Michael Preysman learned of Everlane’s sale to Shein only about 20 minutes before it was finalized, a sharp ending for the founder who spent a decade selling the idea that ethical retail could scale without losing its soul. He later said he was disappointed by the deal, and now he is planning a new fashion venture meant to revive Everlane’s original ethos without relying on venture capital or private equity.
That reset carries unusual weight because Everlane was built around a clear anti-fast-fashion identity. Preysman and Jesse Farmer founded the company in San Francisco in 2011 on ethical sourcing, affordability and “Radical Transparency,” publishing factory information, audits and true product costs.

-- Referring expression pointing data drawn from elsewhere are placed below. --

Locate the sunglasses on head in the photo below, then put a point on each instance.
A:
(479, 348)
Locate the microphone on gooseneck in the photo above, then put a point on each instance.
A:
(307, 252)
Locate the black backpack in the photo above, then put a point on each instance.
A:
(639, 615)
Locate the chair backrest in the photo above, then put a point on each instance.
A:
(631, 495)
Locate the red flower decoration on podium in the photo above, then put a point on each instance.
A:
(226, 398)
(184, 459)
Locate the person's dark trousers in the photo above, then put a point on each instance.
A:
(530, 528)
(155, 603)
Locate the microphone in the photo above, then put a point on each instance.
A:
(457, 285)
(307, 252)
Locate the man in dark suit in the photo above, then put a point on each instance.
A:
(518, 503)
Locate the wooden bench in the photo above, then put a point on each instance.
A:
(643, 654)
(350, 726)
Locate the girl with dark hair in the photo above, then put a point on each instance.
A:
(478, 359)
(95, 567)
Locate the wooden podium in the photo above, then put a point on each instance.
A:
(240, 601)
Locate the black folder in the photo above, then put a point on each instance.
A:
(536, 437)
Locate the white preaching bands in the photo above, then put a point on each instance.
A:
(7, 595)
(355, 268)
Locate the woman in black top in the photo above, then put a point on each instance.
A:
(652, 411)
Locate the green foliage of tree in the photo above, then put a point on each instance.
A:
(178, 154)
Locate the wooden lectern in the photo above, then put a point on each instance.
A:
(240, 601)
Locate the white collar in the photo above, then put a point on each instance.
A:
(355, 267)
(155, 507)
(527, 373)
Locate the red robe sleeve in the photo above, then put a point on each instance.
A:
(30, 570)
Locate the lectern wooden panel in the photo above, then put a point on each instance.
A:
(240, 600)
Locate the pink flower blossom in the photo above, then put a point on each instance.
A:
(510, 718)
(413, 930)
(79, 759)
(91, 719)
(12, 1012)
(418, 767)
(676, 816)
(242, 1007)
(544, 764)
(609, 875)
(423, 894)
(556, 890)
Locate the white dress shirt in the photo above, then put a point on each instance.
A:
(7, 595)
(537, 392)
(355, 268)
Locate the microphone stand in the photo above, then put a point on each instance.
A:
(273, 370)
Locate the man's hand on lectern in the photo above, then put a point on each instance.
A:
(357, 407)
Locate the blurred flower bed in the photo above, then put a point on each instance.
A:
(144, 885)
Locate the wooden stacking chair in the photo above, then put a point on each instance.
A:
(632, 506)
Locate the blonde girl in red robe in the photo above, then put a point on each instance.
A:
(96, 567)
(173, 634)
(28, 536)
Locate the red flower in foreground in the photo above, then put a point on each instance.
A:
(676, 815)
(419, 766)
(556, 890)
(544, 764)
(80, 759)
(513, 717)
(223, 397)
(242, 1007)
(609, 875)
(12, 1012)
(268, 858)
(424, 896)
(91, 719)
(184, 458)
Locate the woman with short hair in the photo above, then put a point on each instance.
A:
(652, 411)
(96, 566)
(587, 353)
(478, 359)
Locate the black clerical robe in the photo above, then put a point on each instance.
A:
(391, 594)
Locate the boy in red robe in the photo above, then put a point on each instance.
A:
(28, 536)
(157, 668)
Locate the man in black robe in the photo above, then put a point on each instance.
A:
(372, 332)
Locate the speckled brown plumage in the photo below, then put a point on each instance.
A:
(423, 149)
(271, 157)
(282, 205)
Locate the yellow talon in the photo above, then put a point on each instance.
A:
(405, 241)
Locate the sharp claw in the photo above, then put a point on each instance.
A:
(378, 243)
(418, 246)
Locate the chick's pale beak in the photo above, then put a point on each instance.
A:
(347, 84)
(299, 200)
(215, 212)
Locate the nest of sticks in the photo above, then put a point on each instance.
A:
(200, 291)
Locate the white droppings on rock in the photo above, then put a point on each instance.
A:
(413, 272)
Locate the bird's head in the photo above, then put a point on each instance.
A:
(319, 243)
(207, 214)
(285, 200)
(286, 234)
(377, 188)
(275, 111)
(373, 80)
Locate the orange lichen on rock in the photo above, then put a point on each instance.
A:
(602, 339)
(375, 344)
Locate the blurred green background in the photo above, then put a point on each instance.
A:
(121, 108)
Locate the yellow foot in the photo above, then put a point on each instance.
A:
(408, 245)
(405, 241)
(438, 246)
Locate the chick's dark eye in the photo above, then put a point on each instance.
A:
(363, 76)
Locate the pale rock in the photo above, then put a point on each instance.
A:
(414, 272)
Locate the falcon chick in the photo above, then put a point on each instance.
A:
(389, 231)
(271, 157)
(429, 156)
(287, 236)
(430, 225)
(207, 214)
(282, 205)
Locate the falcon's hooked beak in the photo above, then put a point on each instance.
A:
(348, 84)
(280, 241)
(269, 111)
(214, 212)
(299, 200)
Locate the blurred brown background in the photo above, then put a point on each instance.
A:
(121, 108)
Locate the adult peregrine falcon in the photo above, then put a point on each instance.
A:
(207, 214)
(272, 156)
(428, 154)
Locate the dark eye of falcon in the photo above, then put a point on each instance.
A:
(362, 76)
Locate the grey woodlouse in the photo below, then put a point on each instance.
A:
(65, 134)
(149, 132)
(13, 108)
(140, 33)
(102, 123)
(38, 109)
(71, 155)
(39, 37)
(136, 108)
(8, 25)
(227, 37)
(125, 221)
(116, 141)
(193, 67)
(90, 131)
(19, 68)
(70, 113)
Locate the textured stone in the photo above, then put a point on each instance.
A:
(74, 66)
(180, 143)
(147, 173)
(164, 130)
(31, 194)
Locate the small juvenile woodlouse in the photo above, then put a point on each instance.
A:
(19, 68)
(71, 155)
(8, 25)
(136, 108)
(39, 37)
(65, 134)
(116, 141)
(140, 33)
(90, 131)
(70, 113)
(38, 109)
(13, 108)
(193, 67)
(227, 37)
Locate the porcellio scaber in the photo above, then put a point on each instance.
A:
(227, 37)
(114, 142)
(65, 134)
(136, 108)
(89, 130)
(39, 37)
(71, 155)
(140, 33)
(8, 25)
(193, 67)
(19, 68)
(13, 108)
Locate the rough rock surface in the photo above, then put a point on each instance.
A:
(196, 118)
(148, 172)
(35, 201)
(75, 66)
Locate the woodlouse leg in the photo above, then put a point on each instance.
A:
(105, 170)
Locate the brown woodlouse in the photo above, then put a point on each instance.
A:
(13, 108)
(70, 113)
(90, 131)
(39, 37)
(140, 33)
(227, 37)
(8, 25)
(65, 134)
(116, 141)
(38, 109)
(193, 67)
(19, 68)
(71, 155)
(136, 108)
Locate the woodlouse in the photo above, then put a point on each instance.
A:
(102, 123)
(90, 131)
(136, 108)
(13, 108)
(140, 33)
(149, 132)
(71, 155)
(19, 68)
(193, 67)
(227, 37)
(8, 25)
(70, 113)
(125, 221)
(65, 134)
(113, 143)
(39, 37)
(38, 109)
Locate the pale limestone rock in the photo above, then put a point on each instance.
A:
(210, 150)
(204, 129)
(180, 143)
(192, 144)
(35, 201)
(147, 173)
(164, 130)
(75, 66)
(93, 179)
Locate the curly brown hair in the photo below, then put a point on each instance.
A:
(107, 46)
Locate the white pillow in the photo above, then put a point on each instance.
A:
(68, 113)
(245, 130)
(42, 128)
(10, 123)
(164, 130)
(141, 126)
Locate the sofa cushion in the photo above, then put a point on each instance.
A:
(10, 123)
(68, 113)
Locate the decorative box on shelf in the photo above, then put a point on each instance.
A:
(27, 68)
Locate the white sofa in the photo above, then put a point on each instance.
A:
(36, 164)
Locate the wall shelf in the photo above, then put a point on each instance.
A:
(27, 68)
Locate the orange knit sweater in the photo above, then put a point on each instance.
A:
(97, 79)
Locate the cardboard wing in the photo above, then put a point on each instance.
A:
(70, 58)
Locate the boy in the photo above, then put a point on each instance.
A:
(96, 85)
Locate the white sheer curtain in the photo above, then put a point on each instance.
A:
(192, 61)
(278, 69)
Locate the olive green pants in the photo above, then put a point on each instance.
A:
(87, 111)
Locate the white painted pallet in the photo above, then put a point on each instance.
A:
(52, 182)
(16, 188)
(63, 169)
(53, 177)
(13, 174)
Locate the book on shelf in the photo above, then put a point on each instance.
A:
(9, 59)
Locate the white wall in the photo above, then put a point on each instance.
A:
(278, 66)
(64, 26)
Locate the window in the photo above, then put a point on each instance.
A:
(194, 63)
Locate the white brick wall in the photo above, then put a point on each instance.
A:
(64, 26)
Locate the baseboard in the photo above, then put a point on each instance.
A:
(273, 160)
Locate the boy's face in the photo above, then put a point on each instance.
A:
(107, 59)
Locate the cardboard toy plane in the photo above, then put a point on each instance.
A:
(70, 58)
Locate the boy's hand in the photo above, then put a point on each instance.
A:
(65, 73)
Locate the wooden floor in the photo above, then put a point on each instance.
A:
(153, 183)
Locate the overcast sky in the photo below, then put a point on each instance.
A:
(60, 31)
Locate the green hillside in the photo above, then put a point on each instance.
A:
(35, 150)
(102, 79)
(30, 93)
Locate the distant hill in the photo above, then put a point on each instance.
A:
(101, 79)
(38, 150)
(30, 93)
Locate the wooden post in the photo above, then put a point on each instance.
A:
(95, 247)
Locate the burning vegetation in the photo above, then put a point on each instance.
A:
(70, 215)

After the Rana Plaza collapse in 2013, Everlane said it began disclosing the names and locations of its factory partners and tied its social responsibility program to International Labor Organization standards and third-party audits. The company opened its first physical store in 2017.

The sale to Shein, which Everlane CEO Alfred Chang confirmed in a letter to employees, punctured that positioning. The purchase price was not disclosed, but multiple reports placed Everlane’s valuation at about $100 million, a fraction of the roughly $550 million to $600 million valuation cited in 2020 when L Catterton invested $85 million in a Series F and became Everlane’s majority owner. Everlane also raised $90 million in debt financing in 2022, including a $65 million asset-based revolving credit facility and a $25 million first-in, last-out term loan, underscoring the financial strain that preceded the transaction.
Chang said the partnership with Shein would provide stability and resources while allowing Everlane to remain independent and preserve quality and standards. The company also said it was facing mounting pressure in a rapidly changing retail landscape. That rationale may satisfy lenders and operators, but it does little to soften the symbolism of an ethical-brand pioneer moving into the orbit of a fast-fashion giant often criticized for sourcing practices and ultra-low-cost production.

The backlash reflects a larger tension in modern retail: brands built on values still have to survive on margins. AP quoted analyst Bruce Winder saying transparency alone was not enough to keep consumers engaged over the long term, a reminder that mission can win attention but not always loyalty. Preysman officially stepped down from Everlane in 2022; now, with a new company in the works, he is trying to prove that the founder’s original promise can be rebuilt after ownership, capital and scale pulled the first version apart.